Variables set in the Vercel Dashboard at `https://vercel.com/{team}/{project}/settings/environment-variables` can be scoped to:

- **Production** — only `vercel.app` production deployments
- **Preview** — branch/PR deployments
- **Development** — `vercel dev` and `vercel env pull`

A variable can be assigned to one, two, or all three environments.

### Git Branch Overrides

Preview environment variables can be scoped to specific Git branches:

```bash
# Add a variable only for the "staging" branch
echo "staging-value" | vercel env add DATABASE_URL preview --git-branch=staging
```

## Gotchas

### `vercel env pull` Overwrites Custom Variables

`vercel env pull .env.local` **replaces the entire file** — any manually added variables (custom secrets, local overrides, debug flags) are lost. Always back up or re-add custom vars after pulling:

```bash
# Save custom vars before pulling
grep -v '^#' .env.local | grep -v '^VERCEL_\|^POSTGRES_\|^NEXT_PUBLIC_' > .env.custom.bak
vercel env pull .env.local --yes
cat .env.custom.bak >> .env.local  # Re-append custom vars
```

Or maintain custom vars in a separate `.env.development.local` file (loaded after `.env.local` by Next.js).

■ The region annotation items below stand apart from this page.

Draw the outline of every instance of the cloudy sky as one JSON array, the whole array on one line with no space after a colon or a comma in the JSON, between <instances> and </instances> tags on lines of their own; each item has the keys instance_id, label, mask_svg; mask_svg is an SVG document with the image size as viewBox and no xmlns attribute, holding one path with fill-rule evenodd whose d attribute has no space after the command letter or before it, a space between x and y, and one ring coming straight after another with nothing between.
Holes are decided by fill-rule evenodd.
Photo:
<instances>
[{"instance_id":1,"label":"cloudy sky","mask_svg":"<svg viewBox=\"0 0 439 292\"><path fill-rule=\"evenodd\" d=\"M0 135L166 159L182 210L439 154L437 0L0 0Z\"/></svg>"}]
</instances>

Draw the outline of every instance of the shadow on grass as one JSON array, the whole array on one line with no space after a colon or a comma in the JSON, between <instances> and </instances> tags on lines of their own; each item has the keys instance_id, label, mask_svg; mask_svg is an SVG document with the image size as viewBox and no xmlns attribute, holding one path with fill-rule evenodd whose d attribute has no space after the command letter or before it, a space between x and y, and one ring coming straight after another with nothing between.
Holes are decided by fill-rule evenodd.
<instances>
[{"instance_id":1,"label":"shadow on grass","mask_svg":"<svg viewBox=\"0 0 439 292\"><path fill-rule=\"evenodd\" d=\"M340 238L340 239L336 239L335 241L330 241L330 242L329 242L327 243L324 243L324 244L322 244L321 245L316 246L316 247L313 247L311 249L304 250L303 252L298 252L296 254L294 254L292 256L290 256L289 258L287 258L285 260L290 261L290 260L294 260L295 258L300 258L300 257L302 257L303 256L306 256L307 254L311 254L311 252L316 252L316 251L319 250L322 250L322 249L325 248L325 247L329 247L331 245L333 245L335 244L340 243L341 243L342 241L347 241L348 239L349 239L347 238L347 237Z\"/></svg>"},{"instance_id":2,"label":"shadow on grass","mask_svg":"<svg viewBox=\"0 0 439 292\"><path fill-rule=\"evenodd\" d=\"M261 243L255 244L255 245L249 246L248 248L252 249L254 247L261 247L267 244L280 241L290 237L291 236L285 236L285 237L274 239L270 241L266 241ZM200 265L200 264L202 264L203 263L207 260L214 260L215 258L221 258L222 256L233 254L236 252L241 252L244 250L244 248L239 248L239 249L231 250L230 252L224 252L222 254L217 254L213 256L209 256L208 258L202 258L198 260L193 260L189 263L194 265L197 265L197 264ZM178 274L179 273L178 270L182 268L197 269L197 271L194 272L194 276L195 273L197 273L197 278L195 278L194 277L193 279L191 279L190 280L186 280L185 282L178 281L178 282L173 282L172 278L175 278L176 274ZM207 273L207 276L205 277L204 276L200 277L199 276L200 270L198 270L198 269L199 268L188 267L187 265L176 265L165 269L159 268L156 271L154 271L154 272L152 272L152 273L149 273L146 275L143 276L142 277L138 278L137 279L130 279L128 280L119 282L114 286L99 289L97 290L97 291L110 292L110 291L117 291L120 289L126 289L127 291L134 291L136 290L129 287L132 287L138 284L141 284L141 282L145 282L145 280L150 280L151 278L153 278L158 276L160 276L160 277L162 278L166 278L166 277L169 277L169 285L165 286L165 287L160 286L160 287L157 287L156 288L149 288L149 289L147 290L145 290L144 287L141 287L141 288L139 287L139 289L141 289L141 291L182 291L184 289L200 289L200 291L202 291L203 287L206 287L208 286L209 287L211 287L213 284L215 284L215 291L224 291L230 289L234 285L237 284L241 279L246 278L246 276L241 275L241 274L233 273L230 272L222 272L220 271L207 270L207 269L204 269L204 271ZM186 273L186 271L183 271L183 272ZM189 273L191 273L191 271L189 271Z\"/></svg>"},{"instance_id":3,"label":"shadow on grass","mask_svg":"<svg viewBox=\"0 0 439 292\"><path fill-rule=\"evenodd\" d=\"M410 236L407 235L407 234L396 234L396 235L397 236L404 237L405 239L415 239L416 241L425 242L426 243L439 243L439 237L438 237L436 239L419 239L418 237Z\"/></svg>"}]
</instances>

### Scripts Don't Auto-Load `.env.local`

Only Next.js auto-loads `.env.local`. Standalone scripts (`drizzle-kit`, `tsx`, custom Node scripts) need explicit loading:

```bash
# Use dotenv-cli
npm install -D dotenv-cli
npx dotenv -e .env.local -- npx drizzle-kit push
npx dotenv -e .env.local -- npx tsx scripts/seed.ts

# Or source manually
source <(grep -v '^#' .env.local | sed 's/^/export /') && node scripts/migrate.js
```

## Best Practices

1. **Use `vercel env pull` as part of your setup workflow** — document it in your README
2. **Never hardcode secrets** — always use environment variables
3. **Scope narrowly** — don't give preview deployments production database access
4. **Rotate OIDC tokens regularly in local dev** — re-pull when you see auth errors
5. **Use `.env.example`** — commit a template with empty values so teammates know which vars are needed
6. **Prefix client-side vars with `NEXT_PUBLIC_`** — and never put secrets in them
7. **Keep custom vars in `.env.development.local`** — protects them from `vercel env pull` overwrites

## Official Documentation

- [Environment Variables](https://vercel.com/docs/environment-variables)
- [Vercel CLI: env](https://vercel.com/docs/cli/env)
- [Next.js Environment Variables](https://nextjs.org/docs/app/building-your-application/configuring/environment-variables)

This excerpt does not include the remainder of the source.